The energy in the room was calmer now; I could think again. Whatever Nathaniel was doing had stopped. Damian had made him think too much about other things. It was hard to keep your concentration pure enough to do magic when you were having to think about relationship issues. Maybe that's why so many major witches and wizards throughout history never married?

“I'm sorry, Anita. Damian. You're right. If we'd been the only two lovers going to Ireland, I'd have still wanted the three of us to make love and feed the
ardeur
together. We've never done that before, and I know it's a rush when Anita and I do it with another person.”

“I look forward to it,” Damian said, “but not tonight. She should feed off someone who isn't traveling with us.”

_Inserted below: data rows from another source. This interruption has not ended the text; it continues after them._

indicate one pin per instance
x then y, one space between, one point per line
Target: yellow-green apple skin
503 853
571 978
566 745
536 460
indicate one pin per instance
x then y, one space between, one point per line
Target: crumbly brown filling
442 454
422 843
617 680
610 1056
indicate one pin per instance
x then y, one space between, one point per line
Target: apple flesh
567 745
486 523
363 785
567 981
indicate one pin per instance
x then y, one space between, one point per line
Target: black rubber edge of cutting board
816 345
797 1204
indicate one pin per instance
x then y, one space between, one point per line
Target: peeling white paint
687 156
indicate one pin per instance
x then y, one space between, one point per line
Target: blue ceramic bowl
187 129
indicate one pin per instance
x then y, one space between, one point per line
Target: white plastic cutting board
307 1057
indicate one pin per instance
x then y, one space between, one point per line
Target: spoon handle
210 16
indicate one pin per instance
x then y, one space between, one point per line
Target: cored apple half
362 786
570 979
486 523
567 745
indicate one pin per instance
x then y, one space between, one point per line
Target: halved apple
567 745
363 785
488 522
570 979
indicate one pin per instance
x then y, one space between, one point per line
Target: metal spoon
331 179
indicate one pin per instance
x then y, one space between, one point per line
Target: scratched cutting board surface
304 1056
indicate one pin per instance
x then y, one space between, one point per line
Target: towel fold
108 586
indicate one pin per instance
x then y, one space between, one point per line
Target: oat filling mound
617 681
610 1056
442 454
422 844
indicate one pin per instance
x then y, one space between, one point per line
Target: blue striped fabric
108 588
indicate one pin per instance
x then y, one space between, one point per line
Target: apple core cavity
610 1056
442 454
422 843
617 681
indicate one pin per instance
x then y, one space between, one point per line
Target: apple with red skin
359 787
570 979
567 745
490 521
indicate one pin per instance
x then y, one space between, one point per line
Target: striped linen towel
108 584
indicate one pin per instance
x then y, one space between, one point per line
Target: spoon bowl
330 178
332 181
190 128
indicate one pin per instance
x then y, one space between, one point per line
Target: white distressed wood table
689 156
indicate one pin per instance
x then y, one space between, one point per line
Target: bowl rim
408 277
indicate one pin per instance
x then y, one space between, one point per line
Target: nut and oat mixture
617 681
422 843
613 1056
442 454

I looked at them and they were still yummy to see all shirtless and well, just handsome as hell, or maybe handsome as heaven—yeah, that sounded better—but they weren't so overwhelmingly beautiful that I had to have them now, right now. The compulsion was gone, replaced by my usual desire for Nathaniel, which was a near-constant like breathing, and there was a new spark when I looked at Damian that wasn't as strong, but it was most definitely there.